Linear tanh function. This is the expression:

\[hardtanh(x) = \left\{ \begin{array}{ll} 1 & (x \geq 1) \\ x & (-1 \lt x \lt 1) \\ -1 & (x \leq -1) \end{array} \right.\]

source
HorseML.NeuralNetwork.reluFunction
relu(x) = max(0, x)

relu is Rectified Linear Unit. This is the expression:

\[relu(x) = \left\{ \begin{array}{ll} x & (x \geq 0) \\ 0 & (x \lt 0) \end{array} \right.\]

source
HorseML.NeuralNetwork.leakyreluFunction
leakyrelu(x; α=0.01) = (x>0) ? x : α*x

Leaky Rectified Linear Unit. This is the expression:

\[leakyrelu(x) = \left\{ \begin{array}{ll} \alpha x & (x \lt 0) \\ x & (x \geq 0) \end{array} \right.\]

source
HorseML.NeuralNetwork.rreluType
rrelu(min, max)

Randomized Rectified Linear Unit.
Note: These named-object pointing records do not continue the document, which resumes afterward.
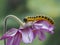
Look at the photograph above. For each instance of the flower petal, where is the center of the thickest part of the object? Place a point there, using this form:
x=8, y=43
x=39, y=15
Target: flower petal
x=10, y=33
x=43, y=25
x=27, y=37
x=14, y=40
x=41, y=35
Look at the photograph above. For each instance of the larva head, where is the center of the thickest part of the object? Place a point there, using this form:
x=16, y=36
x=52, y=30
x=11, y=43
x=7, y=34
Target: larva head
x=37, y=18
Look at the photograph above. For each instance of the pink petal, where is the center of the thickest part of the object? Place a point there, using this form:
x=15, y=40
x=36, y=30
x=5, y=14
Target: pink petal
x=14, y=40
x=10, y=33
x=41, y=35
x=43, y=25
x=27, y=37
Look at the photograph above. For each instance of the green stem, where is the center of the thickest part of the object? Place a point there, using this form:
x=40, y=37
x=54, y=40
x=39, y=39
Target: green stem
x=5, y=23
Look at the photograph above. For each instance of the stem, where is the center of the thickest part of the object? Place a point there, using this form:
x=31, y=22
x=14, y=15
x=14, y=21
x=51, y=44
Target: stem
x=5, y=23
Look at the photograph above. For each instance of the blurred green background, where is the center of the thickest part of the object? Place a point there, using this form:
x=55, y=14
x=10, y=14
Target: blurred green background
x=23, y=8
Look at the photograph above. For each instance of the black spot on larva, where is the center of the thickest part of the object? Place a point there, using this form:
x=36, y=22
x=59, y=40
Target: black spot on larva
x=25, y=20
x=42, y=16
x=39, y=16
x=45, y=17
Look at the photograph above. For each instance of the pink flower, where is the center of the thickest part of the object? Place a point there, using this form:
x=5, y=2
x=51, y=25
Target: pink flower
x=28, y=32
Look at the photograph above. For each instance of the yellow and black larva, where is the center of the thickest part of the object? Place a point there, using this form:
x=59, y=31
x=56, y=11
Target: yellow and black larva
x=36, y=18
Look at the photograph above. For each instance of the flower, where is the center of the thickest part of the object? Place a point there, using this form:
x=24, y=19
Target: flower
x=28, y=32
x=14, y=36
x=42, y=26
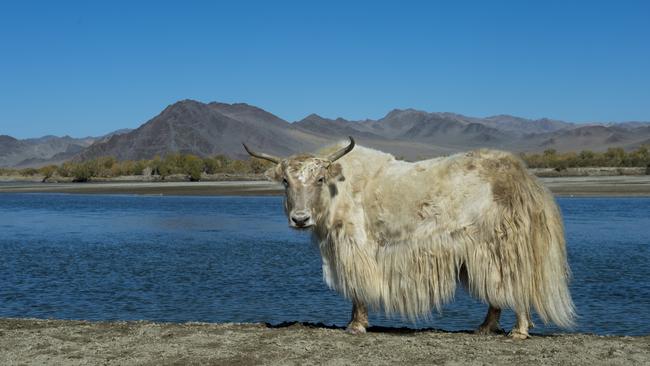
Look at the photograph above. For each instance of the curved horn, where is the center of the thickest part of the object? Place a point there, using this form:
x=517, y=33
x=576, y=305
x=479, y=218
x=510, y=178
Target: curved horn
x=261, y=155
x=339, y=154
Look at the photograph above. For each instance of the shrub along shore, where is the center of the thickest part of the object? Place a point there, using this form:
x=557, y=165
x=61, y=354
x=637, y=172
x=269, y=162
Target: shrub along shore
x=174, y=167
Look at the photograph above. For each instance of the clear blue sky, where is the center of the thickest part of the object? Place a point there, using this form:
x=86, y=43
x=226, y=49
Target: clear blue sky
x=90, y=67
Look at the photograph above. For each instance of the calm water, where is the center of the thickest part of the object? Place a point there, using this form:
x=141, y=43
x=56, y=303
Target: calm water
x=233, y=259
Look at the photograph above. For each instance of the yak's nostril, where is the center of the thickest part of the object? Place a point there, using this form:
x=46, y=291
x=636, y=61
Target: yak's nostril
x=300, y=220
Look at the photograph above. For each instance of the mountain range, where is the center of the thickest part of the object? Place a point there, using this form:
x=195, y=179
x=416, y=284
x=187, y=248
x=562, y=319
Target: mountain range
x=215, y=128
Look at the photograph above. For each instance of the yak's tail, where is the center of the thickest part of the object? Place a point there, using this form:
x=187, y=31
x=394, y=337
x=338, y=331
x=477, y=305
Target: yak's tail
x=525, y=263
x=550, y=296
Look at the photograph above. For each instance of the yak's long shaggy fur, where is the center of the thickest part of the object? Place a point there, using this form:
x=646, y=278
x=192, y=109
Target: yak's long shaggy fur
x=399, y=235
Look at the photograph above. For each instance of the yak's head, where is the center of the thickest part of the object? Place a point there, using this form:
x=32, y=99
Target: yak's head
x=308, y=181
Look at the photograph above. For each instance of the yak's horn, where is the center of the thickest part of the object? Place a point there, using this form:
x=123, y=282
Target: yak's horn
x=339, y=154
x=261, y=155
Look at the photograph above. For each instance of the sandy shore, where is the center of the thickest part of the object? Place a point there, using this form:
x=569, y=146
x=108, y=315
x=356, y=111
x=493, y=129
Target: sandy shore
x=563, y=186
x=58, y=342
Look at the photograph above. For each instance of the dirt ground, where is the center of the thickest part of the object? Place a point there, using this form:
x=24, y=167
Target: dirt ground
x=59, y=342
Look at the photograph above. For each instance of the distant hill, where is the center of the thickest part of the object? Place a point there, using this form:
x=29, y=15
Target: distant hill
x=215, y=128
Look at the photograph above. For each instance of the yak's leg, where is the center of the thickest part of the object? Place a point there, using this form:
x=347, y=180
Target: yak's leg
x=491, y=323
x=520, y=331
x=359, y=321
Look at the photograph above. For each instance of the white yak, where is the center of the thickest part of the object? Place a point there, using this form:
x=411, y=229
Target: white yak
x=399, y=235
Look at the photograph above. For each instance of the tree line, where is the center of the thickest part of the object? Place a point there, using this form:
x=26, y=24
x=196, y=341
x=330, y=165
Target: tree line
x=189, y=165
x=613, y=157
x=194, y=166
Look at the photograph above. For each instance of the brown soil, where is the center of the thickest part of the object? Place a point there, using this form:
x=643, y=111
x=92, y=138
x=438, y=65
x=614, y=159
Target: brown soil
x=59, y=342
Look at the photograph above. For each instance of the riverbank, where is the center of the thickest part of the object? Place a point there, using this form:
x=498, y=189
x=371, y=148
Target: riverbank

The expression is the as leakyrelu, but α is a random number between min and max. Also, since this function is defined as a structure, use it as follows:

Dense(10=>5, rrelu(0.001, 0.1))
source
HorseML.NeuralNetwork.relu6Function
relu6(x)

Relu function with an upper limit of 6. This is the expression:

\[relu6(x) = \left\{ \begin{array}{ll} 6 & (x \gt 6) \\ x & (x \geq 0) \\ 0 & (x \lt 0) \end{array} \right.\]

source
HorseML.NeuralNetwork.eluFunction
elu(x, α=1)

Exponential Linear Unit activation function. You can also specify the coefficient explicitly, e.g. elu(x, 1). This is the expression:

\[elu(x, α) = \left\{ \begin{array}{ll} x & (x \geq 0) \\ \alpha(e^x-1) & (x \lt 0) \end{array} \right.\]

source
HorseML.NeuralNetwork.geluFunction
gelu(x)

Gaussian Error Linear Unit. This is the expression($\phi$ is a distribution function of standard normal distribution.):

\[gelu(x) = x\phi(x)\]

However, in the implementation, it is calculated with the following expression.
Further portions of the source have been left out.